Various celebrities share this view and have said publicly that labels just aren’t really for them, such as Miley Cyrus, Keke Palmer and Kit Connor.

In fact, Connor was bullied on the internet into come out as bi after he was accused of “queer-baiting” for playing a bi character on the Netflix Original show “Heartstopper,” according to a Nov. 1, 2022 TIME article.

One’s sexuality should never be made a spectacle of on the internet, especially that of a teenager who is just starting to figure out their identity. 

How one decides to label or not label their sexuality should never require input from others, as it just opens more doors for self-doubt.

Trying to convince someone they are a certain sexuality just because they fit a certain stereotype can potentially be very damaging. 

Labels can set up unrealistic expectations that can limit a person because of incorrect stereotypes, according to a Dec. 2, 2020 LinkedIn article

One’s identity is supposed to serve as a safe haven—to feel fully comfortable with any label or the absence of one, we must first come to terms with our identity on our own. 

Figuring out your sexual preferences should never be overly stressful, and fluidity makes the process much more manageable. Even if you’ve done all the exploring you need and still don’t feel at home in a label, embrace it. 

Being unlabeled is not the bridge you take to finally reach the sexuality you’ve been searching for. 
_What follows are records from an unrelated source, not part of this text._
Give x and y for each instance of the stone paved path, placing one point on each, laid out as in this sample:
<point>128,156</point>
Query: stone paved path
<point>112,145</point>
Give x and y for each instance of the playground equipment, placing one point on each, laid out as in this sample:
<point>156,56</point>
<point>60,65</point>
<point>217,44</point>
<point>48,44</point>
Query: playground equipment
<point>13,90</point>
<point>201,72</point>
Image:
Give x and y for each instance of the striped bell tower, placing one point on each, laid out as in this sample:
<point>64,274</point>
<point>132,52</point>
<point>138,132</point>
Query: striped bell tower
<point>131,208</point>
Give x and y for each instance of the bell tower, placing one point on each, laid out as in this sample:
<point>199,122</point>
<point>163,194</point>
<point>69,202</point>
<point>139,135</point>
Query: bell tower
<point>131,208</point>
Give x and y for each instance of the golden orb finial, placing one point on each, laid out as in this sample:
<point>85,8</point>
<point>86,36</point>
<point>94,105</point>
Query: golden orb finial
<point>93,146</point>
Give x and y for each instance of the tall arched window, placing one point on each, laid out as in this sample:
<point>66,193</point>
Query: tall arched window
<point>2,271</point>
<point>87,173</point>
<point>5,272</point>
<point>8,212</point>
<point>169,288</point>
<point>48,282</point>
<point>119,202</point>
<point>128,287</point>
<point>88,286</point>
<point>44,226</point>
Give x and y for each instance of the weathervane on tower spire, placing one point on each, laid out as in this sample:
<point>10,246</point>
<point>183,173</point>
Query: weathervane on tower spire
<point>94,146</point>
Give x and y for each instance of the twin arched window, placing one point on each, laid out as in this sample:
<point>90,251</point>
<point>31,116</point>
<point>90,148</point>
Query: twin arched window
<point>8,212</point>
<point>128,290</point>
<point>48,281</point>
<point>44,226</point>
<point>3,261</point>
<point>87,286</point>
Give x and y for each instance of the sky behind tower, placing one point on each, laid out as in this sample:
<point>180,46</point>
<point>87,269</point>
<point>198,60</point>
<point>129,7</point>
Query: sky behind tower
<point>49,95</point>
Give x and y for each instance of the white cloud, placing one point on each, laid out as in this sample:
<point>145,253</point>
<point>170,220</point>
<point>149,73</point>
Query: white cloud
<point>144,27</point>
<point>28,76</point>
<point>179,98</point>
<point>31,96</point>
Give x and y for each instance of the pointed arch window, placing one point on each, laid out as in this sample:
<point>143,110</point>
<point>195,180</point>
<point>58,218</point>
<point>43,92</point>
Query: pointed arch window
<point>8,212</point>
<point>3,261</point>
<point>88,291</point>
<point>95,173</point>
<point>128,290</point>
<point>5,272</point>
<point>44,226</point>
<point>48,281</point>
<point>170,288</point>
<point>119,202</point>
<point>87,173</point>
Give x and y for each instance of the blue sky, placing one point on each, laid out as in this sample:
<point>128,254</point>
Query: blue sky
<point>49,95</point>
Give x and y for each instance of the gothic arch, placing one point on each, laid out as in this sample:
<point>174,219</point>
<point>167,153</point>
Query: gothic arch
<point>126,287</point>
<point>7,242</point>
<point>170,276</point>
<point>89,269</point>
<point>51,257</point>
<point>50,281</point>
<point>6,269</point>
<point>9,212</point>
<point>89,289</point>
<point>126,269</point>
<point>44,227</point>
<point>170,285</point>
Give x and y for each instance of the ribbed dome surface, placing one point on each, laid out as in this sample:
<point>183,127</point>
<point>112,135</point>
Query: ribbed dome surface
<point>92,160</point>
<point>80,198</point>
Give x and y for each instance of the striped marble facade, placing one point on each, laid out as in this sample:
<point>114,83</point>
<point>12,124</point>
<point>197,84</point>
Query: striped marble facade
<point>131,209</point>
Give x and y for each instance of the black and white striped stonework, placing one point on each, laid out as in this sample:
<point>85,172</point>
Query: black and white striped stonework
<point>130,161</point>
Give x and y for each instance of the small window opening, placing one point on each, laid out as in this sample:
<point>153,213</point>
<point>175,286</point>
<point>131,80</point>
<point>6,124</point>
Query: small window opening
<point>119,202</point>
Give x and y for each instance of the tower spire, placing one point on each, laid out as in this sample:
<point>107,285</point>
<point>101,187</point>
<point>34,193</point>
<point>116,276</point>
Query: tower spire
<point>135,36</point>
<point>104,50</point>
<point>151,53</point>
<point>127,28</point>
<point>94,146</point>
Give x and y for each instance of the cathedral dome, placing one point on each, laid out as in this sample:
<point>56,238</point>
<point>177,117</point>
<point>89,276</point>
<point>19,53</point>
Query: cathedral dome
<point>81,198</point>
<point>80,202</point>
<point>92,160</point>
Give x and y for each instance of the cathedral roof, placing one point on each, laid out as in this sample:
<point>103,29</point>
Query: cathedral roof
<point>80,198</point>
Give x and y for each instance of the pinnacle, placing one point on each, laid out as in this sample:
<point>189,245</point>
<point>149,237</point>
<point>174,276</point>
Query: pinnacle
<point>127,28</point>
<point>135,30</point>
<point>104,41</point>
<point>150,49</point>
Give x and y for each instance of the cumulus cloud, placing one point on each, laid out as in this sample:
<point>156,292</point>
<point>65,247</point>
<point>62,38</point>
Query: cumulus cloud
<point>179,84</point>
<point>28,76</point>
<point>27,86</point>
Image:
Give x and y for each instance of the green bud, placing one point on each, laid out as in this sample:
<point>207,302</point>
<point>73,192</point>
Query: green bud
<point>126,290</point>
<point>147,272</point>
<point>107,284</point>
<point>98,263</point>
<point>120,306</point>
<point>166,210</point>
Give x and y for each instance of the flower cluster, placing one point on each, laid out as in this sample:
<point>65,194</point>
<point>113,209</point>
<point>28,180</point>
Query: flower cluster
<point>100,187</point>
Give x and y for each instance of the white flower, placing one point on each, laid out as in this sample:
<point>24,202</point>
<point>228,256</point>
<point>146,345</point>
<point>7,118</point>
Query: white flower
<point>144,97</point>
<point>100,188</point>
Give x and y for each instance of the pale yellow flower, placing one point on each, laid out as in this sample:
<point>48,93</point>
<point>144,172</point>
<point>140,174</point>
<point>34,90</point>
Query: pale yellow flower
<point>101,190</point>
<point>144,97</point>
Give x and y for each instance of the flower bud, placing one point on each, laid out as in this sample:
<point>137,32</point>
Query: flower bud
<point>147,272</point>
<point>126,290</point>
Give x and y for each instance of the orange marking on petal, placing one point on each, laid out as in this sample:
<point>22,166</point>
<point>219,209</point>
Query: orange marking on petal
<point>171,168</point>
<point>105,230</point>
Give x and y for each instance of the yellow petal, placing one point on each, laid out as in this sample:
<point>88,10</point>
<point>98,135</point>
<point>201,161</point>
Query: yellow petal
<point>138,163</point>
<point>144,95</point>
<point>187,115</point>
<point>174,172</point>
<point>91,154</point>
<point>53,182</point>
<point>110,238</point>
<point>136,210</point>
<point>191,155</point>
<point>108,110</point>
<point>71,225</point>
Labels can be empowering for some, but not all minds or sexuality roadmaps look the same. Everyone’s minds are wired differently, meaning they find comfort in different ways.

The easiest way for me to accept who I am and who I like was to let go of labels and the pressure that comes along with them. I chose to focus on who I am attracted to rather than why I am attracted to them.

I get the appeal of wanting a label. However, I’ve just never been able to find one I feel at ease in, and that’s okay. Whether you decide to label yourself or not, never feel pressured by others or stereotypes to fit into a certain box.